Niskayuna, New York – A new $4 million project to cost-effectively reduce carbon emissions from fossil fuels will focus on Alberta’s oil sands. GE Global Research is partnering with the University of Alberta and Alberta Innovates Technology Futures on a capture project supported by the not-for-profit Climate Change and Emissions Management (CCEMC) Corporation.
The team will use nanotechnology research to tackle two of the most pressing environmental challenges facing the oil sands: reduction of CO2 emissions associated with the extraction and upgrading process, and treatment of produced water generated during the oil recovery.

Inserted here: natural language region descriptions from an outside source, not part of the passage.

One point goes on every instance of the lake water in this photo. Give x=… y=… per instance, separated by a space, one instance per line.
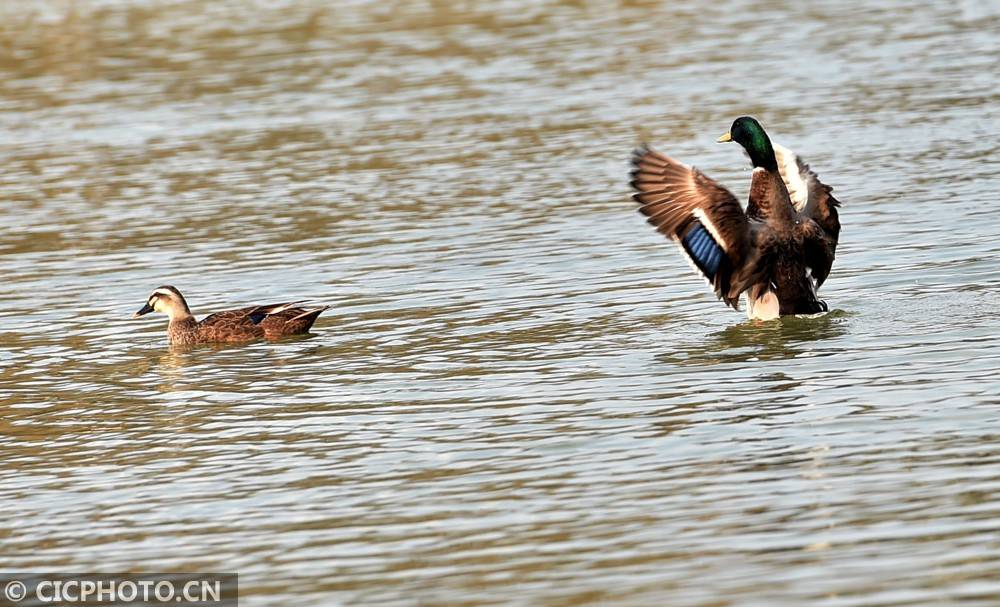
x=521 y=393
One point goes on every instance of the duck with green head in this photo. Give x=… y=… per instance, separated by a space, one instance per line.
x=778 y=251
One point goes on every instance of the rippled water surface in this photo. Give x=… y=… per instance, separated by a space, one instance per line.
x=521 y=393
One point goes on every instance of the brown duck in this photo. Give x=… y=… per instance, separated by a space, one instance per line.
x=778 y=251
x=241 y=325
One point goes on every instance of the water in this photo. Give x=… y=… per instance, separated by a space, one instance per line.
x=521 y=393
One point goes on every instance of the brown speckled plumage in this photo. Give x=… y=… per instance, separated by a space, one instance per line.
x=241 y=325
x=778 y=251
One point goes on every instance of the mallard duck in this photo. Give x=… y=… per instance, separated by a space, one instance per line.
x=241 y=325
x=779 y=251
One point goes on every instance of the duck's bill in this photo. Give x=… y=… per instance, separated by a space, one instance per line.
x=146 y=309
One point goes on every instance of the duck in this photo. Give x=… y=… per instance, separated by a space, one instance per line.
x=240 y=325
x=778 y=251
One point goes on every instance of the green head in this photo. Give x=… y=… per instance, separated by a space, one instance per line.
x=747 y=132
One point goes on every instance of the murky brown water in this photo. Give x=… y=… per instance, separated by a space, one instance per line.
x=521 y=393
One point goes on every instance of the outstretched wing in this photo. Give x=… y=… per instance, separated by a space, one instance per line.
x=810 y=196
x=703 y=217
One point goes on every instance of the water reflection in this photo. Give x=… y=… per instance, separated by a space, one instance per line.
x=517 y=381
x=755 y=340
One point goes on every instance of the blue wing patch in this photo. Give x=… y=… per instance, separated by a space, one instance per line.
x=702 y=249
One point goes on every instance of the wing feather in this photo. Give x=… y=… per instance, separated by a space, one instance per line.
x=703 y=217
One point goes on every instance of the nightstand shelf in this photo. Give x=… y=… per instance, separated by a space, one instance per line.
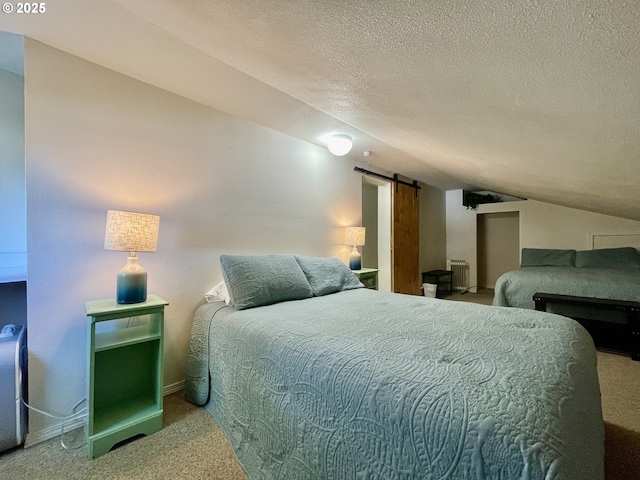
x=124 y=371
x=368 y=276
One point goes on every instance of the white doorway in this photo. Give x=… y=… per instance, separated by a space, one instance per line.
x=498 y=246
x=376 y=218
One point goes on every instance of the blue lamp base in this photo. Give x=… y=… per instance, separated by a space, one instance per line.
x=131 y=283
x=355 y=260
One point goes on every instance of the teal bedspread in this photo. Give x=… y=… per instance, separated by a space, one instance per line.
x=516 y=288
x=365 y=384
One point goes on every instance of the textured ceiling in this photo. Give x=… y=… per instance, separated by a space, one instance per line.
x=534 y=98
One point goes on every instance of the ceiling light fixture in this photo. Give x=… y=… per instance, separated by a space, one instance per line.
x=339 y=144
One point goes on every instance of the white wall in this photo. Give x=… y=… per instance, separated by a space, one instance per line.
x=98 y=140
x=542 y=225
x=13 y=219
x=432 y=228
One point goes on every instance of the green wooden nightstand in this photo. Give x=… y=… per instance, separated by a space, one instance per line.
x=368 y=276
x=124 y=371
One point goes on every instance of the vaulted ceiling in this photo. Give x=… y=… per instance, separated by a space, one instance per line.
x=533 y=98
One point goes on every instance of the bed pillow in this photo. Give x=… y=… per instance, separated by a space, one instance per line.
x=624 y=257
x=327 y=275
x=219 y=293
x=256 y=280
x=545 y=257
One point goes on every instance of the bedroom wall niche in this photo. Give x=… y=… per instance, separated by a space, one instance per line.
x=498 y=246
x=98 y=140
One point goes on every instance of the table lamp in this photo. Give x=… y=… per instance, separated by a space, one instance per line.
x=131 y=232
x=354 y=236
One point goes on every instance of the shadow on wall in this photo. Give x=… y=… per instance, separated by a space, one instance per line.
x=13 y=303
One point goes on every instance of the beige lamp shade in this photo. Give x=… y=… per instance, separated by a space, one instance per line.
x=131 y=231
x=354 y=236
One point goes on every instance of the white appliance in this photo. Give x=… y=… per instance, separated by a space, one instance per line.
x=13 y=386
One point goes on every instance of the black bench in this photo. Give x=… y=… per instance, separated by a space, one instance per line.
x=623 y=334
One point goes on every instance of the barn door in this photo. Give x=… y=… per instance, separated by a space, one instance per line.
x=405 y=239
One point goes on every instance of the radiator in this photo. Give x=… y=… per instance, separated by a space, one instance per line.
x=459 y=268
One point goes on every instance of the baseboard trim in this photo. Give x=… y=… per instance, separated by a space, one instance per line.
x=53 y=431
x=173 y=388
x=56 y=430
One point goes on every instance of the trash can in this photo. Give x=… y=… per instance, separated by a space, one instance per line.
x=429 y=289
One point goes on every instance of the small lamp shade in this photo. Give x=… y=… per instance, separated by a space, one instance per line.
x=131 y=232
x=354 y=236
x=339 y=144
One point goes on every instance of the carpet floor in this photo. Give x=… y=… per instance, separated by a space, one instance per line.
x=192 y=446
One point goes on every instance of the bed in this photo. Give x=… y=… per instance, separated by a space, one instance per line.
x=324 y=379
x=608 y=273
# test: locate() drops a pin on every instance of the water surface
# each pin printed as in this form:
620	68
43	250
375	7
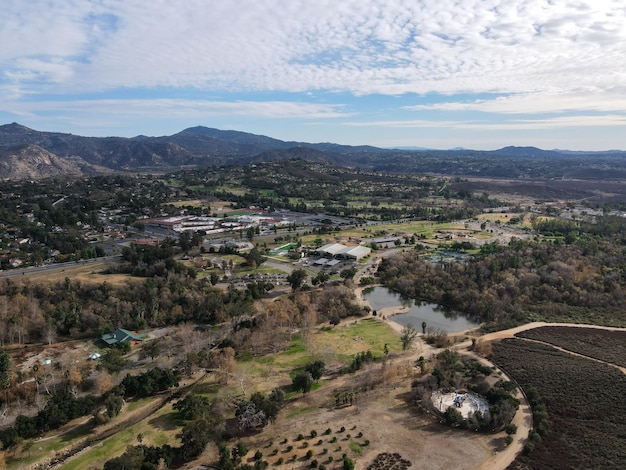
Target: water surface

The technology is based on naturally-occurring zeolites, which are rocks with molecular-sized pores which allow small molecules to enter while excluding larger ones. Zeolites are widely used as catalysts in the chemical industry. The project seeks to form these materials into membranes that can be used for high-temperature gas separation, and also have the potential to be used as filters for contaminated water.
The CCEMC is providing $2 million in support of the project, with an equal cost share from GE and its project partners.
“This project is a great example of how partnership between academic research organizations and industry can lead to meaningful innovation,” said Anthony Ku, project leader for GE Global Research. “We’re excited to be working with the CCEMC and some of Alberta’s best and brightest research minds to take an interesting material identified in a university lab and figure out how to build a prototype that will be tested in the field.”
Ku said that successful commercialization and widespread adoption of the technology could reduce CO2 emissions from the production of synthetic crude oil from the oil sands by up to 25 per cent.